Wolfgang Van Halen, filho do lendário Eddie Van Halen, voltou suas atenções para um tema cada vez mais presente no mundo da música: a inteligência artificial generativa. Em entrevista à rádio Q102 de Springfield, Missouri, o músico foi categórico ao rejeitar o papel da IA na criação artística.

“Eu acho a IA generativa realmente estúpida. Eu só acho que é burra. Eu acho que é uma perda de tempo. Eu acho que a IA deveria estar colocando silenciadores em carros, não fazendo arte para nós. Mas outras pessoas sentem diferente. É assim que eu me sinto. Eu acho que é burra. Eu acho que é apenas… eu não sei. Não é a minha praia.” — Wolfgang Van Halen

Questionado sobre o motivo de grandes gravadoras estarem abraçando o uso da tecnologia, Wolfgang não poupou críticas ao modelo corporativo que prioriza cortes de custos em detrimento do trabalho humano:

“Sim, é lamentável.
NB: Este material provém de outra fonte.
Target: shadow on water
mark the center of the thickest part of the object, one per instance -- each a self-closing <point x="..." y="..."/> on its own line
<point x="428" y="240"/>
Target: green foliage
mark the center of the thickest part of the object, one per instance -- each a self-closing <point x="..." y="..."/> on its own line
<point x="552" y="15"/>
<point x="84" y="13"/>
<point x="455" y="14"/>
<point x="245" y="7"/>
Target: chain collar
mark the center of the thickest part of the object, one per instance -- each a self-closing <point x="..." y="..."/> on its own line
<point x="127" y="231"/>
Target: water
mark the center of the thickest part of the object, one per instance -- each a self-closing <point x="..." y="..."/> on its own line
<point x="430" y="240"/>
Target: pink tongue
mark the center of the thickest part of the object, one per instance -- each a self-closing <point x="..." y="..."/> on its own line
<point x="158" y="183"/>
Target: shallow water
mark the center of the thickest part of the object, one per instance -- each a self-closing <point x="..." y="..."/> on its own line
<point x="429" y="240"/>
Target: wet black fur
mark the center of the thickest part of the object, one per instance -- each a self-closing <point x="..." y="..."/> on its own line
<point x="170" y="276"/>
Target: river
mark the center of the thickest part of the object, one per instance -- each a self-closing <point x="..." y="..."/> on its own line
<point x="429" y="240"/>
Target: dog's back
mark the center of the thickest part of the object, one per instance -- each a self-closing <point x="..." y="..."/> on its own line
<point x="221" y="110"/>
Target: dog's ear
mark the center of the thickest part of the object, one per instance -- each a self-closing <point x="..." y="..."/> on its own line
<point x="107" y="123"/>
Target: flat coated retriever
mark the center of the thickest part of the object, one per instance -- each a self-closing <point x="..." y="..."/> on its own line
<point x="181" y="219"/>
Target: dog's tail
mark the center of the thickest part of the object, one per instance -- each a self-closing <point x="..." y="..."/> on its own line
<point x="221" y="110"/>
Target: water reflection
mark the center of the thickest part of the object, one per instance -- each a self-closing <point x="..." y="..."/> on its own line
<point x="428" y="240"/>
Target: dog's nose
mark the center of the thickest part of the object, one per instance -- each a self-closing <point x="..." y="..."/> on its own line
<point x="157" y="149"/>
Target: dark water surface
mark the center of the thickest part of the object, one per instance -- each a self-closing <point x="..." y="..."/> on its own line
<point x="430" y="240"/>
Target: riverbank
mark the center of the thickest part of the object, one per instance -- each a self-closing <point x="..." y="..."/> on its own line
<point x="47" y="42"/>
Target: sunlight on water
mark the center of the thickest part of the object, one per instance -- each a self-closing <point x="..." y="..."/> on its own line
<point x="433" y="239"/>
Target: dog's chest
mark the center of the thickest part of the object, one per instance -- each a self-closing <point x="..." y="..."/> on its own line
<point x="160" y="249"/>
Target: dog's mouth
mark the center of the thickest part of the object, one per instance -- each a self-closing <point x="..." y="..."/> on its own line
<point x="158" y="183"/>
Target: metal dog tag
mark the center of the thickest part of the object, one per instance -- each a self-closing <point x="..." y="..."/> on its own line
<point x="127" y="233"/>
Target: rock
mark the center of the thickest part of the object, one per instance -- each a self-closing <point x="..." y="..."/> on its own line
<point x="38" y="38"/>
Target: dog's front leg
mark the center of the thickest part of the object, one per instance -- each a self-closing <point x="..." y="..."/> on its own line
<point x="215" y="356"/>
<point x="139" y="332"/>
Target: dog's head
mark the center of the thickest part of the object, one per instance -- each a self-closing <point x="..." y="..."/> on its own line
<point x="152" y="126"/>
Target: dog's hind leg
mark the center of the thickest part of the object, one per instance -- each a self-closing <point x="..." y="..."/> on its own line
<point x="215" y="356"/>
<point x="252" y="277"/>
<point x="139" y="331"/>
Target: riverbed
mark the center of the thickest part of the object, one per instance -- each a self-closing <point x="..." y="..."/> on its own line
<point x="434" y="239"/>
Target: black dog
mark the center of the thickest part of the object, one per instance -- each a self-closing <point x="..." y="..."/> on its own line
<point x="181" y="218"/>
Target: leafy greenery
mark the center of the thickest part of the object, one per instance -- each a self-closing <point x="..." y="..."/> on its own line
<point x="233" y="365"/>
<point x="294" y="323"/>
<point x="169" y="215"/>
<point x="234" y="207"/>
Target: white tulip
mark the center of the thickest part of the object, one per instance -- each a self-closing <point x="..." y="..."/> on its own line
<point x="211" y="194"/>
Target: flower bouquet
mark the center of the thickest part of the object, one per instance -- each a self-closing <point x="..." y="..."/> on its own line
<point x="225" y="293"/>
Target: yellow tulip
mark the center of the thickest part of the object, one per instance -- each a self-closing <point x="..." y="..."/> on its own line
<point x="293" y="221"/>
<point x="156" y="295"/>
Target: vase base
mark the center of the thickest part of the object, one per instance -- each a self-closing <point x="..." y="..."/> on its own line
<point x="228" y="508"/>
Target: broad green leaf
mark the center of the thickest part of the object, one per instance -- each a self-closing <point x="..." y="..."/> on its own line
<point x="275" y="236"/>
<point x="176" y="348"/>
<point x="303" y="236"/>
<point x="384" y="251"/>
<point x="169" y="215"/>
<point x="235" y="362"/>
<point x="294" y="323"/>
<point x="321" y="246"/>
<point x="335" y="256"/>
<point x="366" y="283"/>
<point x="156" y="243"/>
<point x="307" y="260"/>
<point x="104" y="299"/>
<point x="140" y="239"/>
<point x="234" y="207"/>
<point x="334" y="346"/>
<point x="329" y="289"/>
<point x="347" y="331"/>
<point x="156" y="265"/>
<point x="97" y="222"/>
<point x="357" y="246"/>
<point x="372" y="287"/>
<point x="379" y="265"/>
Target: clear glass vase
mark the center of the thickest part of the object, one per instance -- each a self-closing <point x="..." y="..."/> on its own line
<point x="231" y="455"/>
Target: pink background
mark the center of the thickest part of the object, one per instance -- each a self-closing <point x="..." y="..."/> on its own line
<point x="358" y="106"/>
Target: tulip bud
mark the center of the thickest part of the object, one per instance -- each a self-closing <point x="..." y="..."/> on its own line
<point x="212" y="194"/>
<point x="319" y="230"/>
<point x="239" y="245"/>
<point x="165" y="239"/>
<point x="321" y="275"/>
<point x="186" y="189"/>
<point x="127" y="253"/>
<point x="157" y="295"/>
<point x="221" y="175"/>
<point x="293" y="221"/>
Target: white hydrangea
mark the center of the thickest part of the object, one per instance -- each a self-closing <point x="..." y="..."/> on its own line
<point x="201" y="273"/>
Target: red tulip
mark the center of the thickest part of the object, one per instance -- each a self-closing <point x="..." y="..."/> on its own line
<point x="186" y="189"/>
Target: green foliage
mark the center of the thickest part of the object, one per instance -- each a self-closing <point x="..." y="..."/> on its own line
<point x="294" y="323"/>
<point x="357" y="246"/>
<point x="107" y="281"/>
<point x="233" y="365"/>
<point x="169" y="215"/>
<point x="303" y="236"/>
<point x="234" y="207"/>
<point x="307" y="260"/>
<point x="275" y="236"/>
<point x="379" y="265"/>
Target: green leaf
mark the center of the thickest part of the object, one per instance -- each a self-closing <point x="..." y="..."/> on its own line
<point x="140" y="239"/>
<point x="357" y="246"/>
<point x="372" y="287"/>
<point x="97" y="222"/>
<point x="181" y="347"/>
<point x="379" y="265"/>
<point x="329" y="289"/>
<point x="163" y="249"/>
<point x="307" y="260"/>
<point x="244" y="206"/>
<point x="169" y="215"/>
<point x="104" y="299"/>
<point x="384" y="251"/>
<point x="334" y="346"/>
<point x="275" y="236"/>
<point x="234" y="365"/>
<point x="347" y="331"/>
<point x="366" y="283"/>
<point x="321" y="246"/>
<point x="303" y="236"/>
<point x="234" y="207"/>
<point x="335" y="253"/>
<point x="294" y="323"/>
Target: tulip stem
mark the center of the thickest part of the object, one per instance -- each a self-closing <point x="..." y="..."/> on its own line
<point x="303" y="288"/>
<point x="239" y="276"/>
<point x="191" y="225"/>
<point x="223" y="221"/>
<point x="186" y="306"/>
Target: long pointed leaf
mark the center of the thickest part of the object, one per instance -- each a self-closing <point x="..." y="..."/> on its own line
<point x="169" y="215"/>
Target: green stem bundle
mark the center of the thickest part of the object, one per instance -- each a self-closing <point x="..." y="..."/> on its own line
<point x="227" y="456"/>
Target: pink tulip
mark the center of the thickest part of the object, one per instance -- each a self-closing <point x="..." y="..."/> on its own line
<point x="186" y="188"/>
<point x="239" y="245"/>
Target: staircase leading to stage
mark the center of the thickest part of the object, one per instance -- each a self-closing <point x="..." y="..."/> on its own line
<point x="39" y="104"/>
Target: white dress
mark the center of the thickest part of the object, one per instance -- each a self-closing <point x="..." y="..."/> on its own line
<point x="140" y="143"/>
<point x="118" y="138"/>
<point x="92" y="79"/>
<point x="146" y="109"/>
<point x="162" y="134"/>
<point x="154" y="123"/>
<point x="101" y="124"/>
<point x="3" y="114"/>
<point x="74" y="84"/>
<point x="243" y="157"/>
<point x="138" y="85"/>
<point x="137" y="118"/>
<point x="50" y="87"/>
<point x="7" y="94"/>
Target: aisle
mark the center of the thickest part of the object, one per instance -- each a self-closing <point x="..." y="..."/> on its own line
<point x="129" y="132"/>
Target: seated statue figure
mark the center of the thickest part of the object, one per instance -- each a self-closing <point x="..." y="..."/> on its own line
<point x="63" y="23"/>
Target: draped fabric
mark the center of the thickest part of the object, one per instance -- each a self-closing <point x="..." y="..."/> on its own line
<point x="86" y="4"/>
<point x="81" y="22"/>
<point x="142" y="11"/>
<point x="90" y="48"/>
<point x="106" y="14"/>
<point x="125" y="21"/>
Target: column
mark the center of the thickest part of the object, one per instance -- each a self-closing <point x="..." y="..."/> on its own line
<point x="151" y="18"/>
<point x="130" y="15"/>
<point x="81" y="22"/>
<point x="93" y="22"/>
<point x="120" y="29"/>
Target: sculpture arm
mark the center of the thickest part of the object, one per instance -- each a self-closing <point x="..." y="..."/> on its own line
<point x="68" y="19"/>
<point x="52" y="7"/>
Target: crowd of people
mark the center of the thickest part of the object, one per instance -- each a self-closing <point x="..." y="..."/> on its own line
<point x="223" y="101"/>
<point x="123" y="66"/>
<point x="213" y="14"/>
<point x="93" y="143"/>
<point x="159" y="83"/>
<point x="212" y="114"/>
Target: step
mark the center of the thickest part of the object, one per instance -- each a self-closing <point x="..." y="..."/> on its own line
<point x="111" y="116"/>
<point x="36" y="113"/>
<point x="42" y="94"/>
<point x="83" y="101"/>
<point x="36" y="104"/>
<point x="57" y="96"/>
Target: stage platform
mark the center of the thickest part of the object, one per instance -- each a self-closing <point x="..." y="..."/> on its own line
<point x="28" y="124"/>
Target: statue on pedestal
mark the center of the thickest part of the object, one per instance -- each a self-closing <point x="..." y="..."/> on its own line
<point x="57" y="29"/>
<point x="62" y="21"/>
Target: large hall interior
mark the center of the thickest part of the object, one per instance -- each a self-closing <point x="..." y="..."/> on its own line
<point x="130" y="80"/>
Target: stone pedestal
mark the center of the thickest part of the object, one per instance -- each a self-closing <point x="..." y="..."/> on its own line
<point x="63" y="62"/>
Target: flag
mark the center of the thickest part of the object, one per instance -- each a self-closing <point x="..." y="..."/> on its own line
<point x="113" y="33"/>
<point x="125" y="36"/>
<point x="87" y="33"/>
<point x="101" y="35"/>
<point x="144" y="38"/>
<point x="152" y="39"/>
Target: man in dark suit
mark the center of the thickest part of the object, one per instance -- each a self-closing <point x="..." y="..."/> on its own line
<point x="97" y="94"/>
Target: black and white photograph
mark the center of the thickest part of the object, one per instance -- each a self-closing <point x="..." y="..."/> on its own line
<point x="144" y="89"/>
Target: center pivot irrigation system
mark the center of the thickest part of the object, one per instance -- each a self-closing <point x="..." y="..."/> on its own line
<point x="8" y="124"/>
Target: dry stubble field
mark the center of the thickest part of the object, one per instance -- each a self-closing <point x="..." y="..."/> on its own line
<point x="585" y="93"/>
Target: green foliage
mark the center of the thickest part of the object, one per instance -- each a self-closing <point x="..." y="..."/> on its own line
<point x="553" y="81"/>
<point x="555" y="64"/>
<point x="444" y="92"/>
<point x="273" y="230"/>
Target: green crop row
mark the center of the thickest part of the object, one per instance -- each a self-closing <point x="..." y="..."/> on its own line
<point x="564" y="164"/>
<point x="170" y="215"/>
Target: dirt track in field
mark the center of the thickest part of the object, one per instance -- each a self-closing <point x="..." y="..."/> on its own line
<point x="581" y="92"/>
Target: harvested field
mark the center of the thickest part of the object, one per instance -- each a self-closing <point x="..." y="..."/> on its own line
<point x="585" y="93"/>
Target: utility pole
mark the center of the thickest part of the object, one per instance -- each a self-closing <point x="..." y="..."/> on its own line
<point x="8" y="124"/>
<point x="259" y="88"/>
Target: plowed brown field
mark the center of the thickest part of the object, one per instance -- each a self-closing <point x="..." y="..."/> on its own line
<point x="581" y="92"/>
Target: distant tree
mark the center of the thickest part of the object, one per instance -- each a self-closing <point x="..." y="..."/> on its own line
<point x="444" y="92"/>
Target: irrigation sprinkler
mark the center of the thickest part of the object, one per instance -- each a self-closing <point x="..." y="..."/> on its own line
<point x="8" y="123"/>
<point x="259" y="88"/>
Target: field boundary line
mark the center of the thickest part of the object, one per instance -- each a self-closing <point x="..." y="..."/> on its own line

Bem, sabe por quê? Porque permite que você pague menos pessoas. Todas as pessoas no topo veem a linha subir porque estão pagando menos pessoas para fazer mais trabalho com menos dinheiro. É meio que a maneira – toda indústria é, infelizmente, assim no final das contas, o que é uma droga. Nunca é realmente sobre o que está sendo feito. É o quão rápido você pode fazer e jogar para as pessoas.” — Wolfgang Van Halen

Conhecido por seu trabalho no Mammoth WVH e pela herança musical carregada no sobrenome, Wolfgang tem se mostrado vocal sobre questões que vão além da música, reforçando a importância da criatividade humana e do papel dos artistas diante das mudanças tecnológicas.

Suas declarações ecoam um sentimento crescente no underground e também no mainstream: o receio de que a IA seja utilizada como ferramenta de substituição, e não de apoio, aos criadores originais.